Australian heatwave is connected to climate change - IPCC
Australia's heatwave is likely to be linked to global warming (Reuters)
Contrary to claims made by an Auckland scientist earlier in the week, scientists from around the world and New Zealand are saying the recent Australian heatwave is part of a global trend.
Intergovernmental Panel on Climate Change (IPCC) chairman Rajendra Pachauri has told media the Australia heatwave is part of a warming trend around the world and says more heatwaves are likely.
“We already are getting more frequent and more intense heatwaves, and we are also going to get extreme precipitation events.”
The IPCC, which is currently meeting in Hobart, warned on Tuesday that heatwaves in Australia could become six times more frequent within 30 years.
But earlier this week associate professor of climate and environment science Chris de Freitas of the University of Auckland said there was no evidence to suggest the Australian heatwave was connected to climate change.
“It’s speculation, not fact,” he told 3 News, saying there was no evidence humans were to blame for rising global temperatures.

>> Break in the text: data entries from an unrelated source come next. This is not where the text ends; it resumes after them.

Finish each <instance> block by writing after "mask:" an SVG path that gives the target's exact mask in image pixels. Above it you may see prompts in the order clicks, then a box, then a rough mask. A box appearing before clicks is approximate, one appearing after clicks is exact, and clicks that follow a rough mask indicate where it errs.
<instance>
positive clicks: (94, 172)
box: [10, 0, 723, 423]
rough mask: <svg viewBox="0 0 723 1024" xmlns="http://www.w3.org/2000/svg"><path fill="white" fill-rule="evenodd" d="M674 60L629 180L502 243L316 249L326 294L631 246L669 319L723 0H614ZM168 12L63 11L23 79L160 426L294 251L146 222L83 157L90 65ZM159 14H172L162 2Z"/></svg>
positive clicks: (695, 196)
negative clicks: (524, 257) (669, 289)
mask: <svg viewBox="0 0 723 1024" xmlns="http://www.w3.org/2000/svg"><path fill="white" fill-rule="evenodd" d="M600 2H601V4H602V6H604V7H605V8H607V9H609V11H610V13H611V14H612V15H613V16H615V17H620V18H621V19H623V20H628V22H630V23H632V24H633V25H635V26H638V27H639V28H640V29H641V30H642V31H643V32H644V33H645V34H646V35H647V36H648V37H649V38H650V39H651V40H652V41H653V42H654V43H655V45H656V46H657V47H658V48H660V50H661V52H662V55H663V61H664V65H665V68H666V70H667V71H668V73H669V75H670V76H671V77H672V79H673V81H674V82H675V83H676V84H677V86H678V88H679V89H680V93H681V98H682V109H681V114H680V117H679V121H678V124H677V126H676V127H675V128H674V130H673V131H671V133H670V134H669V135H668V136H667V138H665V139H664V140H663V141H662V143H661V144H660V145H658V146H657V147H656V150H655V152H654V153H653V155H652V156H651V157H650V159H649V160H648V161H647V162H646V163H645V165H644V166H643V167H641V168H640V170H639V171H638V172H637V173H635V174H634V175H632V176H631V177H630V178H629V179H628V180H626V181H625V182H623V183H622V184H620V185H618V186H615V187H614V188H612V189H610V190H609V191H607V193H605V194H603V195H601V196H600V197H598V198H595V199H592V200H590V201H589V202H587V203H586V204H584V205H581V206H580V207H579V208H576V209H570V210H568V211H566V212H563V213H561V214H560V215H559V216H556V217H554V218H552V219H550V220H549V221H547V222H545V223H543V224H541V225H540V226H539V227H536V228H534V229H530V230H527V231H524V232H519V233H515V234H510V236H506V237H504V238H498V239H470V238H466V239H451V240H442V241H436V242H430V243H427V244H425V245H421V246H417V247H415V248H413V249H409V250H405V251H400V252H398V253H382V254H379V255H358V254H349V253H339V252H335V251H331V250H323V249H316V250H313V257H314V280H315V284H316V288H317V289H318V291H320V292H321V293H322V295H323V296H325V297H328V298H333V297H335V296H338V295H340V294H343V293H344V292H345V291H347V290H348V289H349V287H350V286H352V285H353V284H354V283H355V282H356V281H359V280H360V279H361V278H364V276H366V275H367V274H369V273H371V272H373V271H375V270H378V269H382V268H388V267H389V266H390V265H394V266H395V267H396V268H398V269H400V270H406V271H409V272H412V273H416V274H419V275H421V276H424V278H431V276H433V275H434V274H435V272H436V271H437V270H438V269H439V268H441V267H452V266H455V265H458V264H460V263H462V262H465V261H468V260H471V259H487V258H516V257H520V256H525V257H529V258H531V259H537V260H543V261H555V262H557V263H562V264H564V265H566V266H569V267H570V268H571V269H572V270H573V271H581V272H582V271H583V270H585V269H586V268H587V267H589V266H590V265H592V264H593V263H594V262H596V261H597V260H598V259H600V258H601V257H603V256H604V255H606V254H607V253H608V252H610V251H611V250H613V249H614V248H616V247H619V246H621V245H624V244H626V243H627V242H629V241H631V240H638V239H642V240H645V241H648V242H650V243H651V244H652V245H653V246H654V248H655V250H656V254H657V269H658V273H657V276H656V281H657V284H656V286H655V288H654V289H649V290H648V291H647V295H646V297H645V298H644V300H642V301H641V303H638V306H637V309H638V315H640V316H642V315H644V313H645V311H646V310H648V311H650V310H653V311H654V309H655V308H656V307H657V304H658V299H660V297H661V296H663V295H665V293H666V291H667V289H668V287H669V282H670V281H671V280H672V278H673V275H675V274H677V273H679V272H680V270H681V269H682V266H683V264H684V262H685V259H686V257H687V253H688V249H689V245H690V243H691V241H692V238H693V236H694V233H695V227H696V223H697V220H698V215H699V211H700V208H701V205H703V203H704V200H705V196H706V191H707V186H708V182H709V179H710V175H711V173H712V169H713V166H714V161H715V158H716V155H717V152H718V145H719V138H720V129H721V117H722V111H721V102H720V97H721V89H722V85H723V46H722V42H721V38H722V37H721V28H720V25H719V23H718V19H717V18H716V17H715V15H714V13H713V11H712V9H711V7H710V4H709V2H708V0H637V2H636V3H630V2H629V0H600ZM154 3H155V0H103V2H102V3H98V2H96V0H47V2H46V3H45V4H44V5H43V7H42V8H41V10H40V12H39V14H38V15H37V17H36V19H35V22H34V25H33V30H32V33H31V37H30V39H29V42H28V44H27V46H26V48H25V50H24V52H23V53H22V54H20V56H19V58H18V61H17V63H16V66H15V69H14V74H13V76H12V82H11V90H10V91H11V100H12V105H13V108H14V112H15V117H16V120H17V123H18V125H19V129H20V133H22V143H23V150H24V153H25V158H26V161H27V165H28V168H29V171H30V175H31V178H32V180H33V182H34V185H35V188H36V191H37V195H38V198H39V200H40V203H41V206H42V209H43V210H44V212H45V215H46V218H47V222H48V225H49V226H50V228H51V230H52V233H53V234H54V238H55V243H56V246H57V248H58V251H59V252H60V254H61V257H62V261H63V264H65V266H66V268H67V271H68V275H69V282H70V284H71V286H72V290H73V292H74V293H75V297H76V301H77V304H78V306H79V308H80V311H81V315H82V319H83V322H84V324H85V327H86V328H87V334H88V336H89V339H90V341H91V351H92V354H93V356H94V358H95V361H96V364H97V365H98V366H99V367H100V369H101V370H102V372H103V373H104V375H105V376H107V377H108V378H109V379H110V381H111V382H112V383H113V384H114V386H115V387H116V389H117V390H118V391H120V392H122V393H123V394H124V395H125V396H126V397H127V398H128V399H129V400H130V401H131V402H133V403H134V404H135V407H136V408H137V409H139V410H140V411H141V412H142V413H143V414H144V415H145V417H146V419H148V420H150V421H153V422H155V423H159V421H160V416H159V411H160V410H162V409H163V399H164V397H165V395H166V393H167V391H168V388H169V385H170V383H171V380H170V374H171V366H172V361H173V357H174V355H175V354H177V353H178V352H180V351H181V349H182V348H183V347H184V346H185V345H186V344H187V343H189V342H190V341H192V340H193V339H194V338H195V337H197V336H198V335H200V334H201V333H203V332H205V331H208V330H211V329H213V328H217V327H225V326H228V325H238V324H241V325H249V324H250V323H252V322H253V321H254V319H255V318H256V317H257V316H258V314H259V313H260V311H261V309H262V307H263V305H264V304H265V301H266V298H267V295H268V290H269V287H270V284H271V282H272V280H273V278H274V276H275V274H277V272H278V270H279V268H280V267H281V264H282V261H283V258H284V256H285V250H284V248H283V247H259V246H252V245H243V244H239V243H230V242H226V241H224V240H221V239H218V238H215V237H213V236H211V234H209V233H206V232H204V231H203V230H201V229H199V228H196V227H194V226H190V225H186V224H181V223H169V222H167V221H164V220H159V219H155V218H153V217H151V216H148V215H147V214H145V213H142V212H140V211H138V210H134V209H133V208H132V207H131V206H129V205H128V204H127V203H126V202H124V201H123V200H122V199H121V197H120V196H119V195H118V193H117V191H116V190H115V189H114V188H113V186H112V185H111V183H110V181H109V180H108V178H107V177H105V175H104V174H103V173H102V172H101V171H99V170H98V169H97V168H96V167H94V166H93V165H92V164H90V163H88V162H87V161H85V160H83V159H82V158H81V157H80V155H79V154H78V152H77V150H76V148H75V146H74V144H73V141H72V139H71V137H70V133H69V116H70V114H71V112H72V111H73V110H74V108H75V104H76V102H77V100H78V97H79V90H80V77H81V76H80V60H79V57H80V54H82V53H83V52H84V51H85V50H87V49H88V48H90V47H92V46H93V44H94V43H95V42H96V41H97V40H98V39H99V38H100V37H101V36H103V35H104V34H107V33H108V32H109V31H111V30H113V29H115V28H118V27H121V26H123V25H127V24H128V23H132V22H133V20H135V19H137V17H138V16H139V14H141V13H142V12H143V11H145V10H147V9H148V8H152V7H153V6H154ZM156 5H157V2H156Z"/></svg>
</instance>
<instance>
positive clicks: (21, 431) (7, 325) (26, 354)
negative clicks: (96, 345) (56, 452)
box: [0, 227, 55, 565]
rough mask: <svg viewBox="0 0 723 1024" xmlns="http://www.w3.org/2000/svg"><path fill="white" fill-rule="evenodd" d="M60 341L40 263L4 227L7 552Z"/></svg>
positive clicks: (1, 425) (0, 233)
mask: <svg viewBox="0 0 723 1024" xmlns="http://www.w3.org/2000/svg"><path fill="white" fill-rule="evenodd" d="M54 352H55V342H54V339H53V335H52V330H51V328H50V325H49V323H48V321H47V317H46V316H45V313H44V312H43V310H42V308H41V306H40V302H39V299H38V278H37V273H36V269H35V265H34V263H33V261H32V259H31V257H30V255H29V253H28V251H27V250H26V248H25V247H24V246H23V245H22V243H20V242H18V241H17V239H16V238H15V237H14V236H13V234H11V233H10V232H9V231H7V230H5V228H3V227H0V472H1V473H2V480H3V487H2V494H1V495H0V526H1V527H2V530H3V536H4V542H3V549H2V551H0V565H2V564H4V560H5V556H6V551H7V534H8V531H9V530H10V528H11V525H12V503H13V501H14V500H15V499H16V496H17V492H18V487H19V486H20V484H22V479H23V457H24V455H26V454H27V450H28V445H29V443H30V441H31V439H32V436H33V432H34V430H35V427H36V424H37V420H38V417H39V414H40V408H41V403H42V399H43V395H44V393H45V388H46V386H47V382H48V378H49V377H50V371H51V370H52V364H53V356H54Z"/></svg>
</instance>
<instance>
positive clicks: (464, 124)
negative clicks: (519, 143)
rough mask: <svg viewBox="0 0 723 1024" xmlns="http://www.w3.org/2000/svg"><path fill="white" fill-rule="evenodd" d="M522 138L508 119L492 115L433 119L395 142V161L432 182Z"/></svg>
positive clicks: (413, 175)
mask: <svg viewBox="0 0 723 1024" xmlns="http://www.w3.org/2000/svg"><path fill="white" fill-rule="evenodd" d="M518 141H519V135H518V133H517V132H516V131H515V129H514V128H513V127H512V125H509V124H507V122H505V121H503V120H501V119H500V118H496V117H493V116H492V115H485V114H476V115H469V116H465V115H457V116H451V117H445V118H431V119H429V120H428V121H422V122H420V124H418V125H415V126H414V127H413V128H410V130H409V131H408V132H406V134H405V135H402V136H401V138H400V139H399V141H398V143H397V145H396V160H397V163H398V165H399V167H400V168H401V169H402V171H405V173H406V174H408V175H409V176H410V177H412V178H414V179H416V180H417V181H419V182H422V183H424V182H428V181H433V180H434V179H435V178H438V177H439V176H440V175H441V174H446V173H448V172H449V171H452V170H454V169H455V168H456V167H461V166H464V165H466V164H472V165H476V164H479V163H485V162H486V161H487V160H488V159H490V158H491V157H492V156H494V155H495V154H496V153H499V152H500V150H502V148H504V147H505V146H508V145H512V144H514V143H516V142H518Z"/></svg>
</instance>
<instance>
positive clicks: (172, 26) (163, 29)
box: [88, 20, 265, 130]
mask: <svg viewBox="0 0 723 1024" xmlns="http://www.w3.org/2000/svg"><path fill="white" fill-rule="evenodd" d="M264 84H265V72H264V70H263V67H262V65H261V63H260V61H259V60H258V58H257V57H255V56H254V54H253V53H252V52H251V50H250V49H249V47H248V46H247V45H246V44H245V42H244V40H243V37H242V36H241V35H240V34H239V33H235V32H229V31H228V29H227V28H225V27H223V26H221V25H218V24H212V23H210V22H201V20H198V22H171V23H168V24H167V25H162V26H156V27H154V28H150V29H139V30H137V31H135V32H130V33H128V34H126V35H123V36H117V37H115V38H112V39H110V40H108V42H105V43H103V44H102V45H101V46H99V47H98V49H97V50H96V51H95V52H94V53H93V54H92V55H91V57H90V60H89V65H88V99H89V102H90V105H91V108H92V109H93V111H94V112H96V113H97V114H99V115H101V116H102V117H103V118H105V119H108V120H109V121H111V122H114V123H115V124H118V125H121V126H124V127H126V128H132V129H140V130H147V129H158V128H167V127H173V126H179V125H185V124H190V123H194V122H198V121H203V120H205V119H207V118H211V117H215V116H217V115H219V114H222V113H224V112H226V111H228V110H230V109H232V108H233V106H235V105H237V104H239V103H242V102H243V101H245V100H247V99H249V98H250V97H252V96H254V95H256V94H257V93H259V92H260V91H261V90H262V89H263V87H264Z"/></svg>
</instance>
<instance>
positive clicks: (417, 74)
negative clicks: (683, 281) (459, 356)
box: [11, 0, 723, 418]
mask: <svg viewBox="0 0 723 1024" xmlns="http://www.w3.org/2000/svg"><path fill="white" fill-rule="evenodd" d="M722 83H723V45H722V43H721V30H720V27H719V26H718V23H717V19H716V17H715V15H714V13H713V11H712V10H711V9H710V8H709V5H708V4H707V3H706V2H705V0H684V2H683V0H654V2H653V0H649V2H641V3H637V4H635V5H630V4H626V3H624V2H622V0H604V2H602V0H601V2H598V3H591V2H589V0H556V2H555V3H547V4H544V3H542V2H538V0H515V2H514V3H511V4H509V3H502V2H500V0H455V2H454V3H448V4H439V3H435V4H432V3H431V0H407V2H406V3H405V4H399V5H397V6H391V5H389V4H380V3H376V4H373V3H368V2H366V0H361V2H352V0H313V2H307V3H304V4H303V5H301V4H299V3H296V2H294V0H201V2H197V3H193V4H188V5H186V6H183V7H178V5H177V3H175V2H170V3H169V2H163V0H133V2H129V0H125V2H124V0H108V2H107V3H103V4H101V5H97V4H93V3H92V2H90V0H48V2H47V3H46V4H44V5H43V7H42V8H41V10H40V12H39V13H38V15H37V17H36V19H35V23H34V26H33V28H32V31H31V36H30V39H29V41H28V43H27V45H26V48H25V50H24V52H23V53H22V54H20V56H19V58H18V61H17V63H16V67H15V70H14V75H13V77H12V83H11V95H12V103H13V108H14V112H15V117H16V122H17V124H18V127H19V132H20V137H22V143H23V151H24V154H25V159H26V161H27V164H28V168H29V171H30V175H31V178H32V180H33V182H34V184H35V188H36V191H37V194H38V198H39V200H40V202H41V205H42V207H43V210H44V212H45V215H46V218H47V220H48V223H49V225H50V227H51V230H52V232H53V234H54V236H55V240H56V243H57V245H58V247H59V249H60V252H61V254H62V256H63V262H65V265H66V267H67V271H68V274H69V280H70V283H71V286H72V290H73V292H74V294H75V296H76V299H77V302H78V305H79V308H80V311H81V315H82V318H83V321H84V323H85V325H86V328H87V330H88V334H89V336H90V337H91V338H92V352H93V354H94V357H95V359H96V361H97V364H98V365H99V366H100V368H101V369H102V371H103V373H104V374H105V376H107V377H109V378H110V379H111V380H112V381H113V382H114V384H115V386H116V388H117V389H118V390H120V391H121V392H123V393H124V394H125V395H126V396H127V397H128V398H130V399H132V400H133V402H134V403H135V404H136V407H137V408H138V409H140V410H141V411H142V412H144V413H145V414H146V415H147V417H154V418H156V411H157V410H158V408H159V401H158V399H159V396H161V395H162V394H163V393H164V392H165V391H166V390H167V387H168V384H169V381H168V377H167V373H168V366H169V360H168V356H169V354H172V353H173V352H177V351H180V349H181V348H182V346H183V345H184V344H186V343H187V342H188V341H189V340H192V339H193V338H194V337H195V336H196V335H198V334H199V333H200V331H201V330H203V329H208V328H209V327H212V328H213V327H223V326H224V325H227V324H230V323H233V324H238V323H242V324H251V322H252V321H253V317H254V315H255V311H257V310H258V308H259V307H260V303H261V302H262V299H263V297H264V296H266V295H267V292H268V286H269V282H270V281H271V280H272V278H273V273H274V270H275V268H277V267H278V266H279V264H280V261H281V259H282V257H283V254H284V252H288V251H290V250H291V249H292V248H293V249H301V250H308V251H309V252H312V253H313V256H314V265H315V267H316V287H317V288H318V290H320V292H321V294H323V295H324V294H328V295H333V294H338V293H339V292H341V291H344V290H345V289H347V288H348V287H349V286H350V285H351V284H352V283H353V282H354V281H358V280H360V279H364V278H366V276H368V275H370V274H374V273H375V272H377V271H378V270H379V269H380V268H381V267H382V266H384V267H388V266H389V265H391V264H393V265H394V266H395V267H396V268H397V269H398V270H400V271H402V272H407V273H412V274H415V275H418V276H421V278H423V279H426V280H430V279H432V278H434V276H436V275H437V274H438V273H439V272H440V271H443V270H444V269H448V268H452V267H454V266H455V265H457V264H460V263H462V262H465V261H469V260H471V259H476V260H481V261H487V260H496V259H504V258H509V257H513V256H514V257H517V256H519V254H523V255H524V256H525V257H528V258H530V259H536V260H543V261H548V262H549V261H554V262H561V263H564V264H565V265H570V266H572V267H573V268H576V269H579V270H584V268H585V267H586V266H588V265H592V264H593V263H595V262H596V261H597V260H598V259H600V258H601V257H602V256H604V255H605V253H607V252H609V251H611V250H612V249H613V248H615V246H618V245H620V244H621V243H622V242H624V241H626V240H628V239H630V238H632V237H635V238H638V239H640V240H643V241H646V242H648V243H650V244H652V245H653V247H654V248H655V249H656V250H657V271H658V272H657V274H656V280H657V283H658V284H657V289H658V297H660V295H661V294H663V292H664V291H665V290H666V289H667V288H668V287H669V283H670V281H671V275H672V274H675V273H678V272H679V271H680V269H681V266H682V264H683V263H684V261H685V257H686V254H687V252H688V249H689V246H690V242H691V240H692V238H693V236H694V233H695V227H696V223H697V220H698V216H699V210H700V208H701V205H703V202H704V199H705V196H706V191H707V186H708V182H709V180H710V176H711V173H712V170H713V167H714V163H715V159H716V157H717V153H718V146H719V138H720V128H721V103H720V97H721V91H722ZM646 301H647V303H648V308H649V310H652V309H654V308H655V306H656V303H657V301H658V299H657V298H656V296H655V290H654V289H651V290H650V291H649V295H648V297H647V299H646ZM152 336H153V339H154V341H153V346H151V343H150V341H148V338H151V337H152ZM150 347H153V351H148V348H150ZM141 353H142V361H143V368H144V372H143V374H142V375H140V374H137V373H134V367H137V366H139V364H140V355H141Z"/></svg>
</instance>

However James Renwick, a climate scientist at Victoria University of Wellington attending the IPCC conference in Hobart, says although it is difficult to pin one event to climate change, there probably is a connection.
“You can’t ever say a particular heatwave is because of climate change…. [but] there is a connection in the sense that the temperatures over in Australia have gone up over the last century or so, and that means it’s easier for a heatwave to happen.”
Dr Renwick says better evidence of climate change would be seeing repeated heatwaves.
“If we start seeing these more often, that would be better evidence.”
He says a 1degC increase in temperature could double the risk of heatwaves, and expects the frequency of heatwaves in Australia to increase.
“The expectation is we will start seeing these extremes more and more often in the future.”
Dr Renwick says other extremes of weather, like rain and flooding, are also a sign of the earth warming up.
“The amount of moisture in the air is directly proportional to the heat of the air. The chances of getting a heavy rainfall event increases if there is an increase in temperature.
“Generally in a lot of ways the [global] climate is becoming more extreme.”
He is not so sure if New Zealand’s extremes of warm weather in some areas and flooding in others recently are related to climate change.
“That sort of thing has been going on forever. It’s the same story that if you see the occurrence of these very warm conditions and flooding conditions increasing over time.”
Dr Renwick says to really see if climate change is happening, you’ve got to look at trends over a number of years.
He says the decline in the number of frosts in New Zealand is a sign of climate change, and he expects frosts here to disappear by the end of this century.
In his criticism, Dr de Freitas also referred to a leaked draft of the IPCC five-year assessment report which appeared to claim global temperatures have not risen in the past 16 years.
Mr Renwick says this is probably correct.
“That’s right, globally temperatures over the last 10 or 15 years have not risen as fast as you would expect.”
But he says this doesn’t mean climate change is not happening. He says the late 1990s were very warm because of the warm El Nino climate system, but the 2000s have been cooler because of La Nina, which acts to cool the climate.
“Once you take account of that effect, behind that, temperatures are going up and greenhouse gases are going up.
“Fifteen years is still a pretty short period to look at the trend.”